И они начинали ругаться.
Отец искренне верил в социализм. Он возмущался тем, что происходит в стране, но списывал это на ошибки, на людей, на бюрократизм, а не на строй. Он считал, что справедливее общественного устройства, чем социализм, человечество не придумало, надо только, чтобы все жили сознательно. И сам старался так жить.
После войны правительство выделило генералам участки и деньги на строительство дач. Дали и отцу. Отец и мама всегда мечтали о даче. И мы всей семьей – мама, папа, Наташа, я и собака Булька – каждый вечер сидели и проектировали дачу. (Помню, я себе «выбил» мезонин с балкончиком.) Спроектировали и начали строить. В выходные дни мы всей семьей ездили на стройку будущей дачи. Отец вкалывал вместе с рабочими и меня заставлял. Мама и Наташа ходили по участку, планировали, где что лучше сажать, а Булька резвился на травке и задирал на березки ногу. Денег не хватило, отец залез в долги, продал даже свои ботинки с рантом. А потом в газете написали, что было бы справедливо, если бы генералы отдали свои дачи детским садам. И отец решил дачу отдать.

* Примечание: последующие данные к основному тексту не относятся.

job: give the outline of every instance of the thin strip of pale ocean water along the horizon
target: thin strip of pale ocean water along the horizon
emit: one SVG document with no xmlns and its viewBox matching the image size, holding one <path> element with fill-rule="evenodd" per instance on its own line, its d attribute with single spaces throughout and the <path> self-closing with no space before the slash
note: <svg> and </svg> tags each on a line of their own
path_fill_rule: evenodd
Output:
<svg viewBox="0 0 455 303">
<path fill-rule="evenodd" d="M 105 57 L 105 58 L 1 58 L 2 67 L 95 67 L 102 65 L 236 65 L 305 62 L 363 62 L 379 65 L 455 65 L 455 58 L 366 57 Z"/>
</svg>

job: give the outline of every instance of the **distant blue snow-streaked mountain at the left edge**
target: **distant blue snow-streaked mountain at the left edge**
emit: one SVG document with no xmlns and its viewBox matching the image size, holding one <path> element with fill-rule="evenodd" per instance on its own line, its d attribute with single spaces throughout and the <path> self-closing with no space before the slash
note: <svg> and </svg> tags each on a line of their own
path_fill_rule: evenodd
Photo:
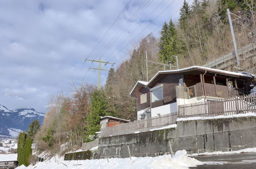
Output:
<svg viewBox="0 0 256 169">
<path fill-rule="evenodd" d="M 0 140 L 15 138 L 19 132 L 27 131 L 34 119 L 39 119 L 42 125 L 44 116 L 33 108 L 9 110 L 0 104 Z"/>
</svg>

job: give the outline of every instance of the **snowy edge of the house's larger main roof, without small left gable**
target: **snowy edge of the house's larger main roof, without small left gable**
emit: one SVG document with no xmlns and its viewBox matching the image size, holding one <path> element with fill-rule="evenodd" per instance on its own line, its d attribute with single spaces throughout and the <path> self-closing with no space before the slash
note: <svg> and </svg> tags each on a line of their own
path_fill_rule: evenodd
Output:
<svg viewBox="0 0 256 169">
<path fill-rule="evenodd" d="M 159 74 L 162 74 L 162 73 L 176 73 L 176 72 L 178 73 L 178 72 L 183 72 L 183 71 L 188 71 L 188 70 L 193 70 L 193 69 L 208 70 L 208 71 L 211 71 L 211 72 L 224 73 L 224 74 L 229 74 L 229 75 L 233 75 L 233 76 L 253 77 L 253 75 L 251 75 L 249 73 L 245 73 L 245 72 L 238 73 L 238 72 L 230 72 L 230 71 L 224 71 L 224 70 L 219 70 L 219 69 L 206 68 L 206 67 L 201 67 L 201 66 L 191 66 L 191 67 L 188 67 L 188 68 L 183 68 L 183 69 L 178 69 L 178 70 L 159 71 L 154 75 L 154 77 L 152 77 L 149 80 L 148 84 L 151 83 L 154 80 L 154 78 Z"/>
</svg>

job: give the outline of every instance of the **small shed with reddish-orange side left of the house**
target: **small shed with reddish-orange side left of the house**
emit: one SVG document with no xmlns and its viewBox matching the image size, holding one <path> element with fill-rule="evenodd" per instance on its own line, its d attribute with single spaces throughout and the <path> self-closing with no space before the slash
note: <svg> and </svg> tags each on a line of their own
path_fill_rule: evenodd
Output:
<svg viewBox="0 0 256 169">
<path fill-rule="evenodd" d="M 130 120 L 125 120 L 122 118 L 116 118 L 112 116 L 104 116 L 101 118 L 100 124 L 101 124 L 101 128 L 108 128 L 114 125 L 119 125 L 127 122 L 130 122 Z"/>
</svg>

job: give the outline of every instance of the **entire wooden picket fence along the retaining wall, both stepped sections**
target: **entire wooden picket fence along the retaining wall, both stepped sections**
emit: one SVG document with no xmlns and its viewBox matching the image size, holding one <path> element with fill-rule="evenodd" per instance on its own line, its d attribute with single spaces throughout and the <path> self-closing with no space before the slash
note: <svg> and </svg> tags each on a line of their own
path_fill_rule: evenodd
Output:
<svg viewBox="0 0 256 169">
<path fill-rule="evenodd" d="M 241 113 L 256 113 L 256 94 L 178 105 L 178 113 L 170 113 L 140 121 L 132 121 L 101 129 L 101 137 L 146 132 L 175 124 L 176 119 L 187 117 L 213 117 Z"/>
</svg>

– Конечно, отдай, – согласилась мама. – А то будешь потом всю жизнь переживать.
А мне сказала:
– Я думаю, наш генерал будет единственным, кто это сделает.
И она не ошиблась. Потом на той даче жил другой генерал, а у отца остались только долги.
Когда похоронили маму, отец попросил меня пойти к директору кладбища и попросить, чтобы ему оставили место рядом с Меричкой.
– Они не оставляют. Они подряд хоронят.
– Пойди и скажи.
Отца я слушался. Всегда. И поехал. Директор кладбища сказал, чтобы мы не беспокоились, могила на два захоронения. Я вернулся и сказал отцу, что могила двойная. Если он раньше умрет, его там похоронят рядом с мамой, а если я – меня.
– Нет, – сказал отец. – Ты у нас знаменитость, тебе другое место найдут, где-нибудь неподалеку. А меня уже забыли.
Проект памятника сделал мой друг архитектор Вахтанг Абрамашвили. Гранитные плиты, а между ними – газон в виде креста.
– Это что, крест? – спросил отец. Он был убежденным атеистом.
– Нет, папа, газон. Чтобы могила дышала.
Пока памятник делали, и отца не стало. Он был неправ – его не забыли. На похоронах было очень много народа: метростроевцы, и те, кто работал с ним в «почтовом ящике», и высокое начальство… Недавно я встретил бывшего заместителя отца, и он сказал, что отца вспоминают и сейчас. Рабочие его уважали и любили.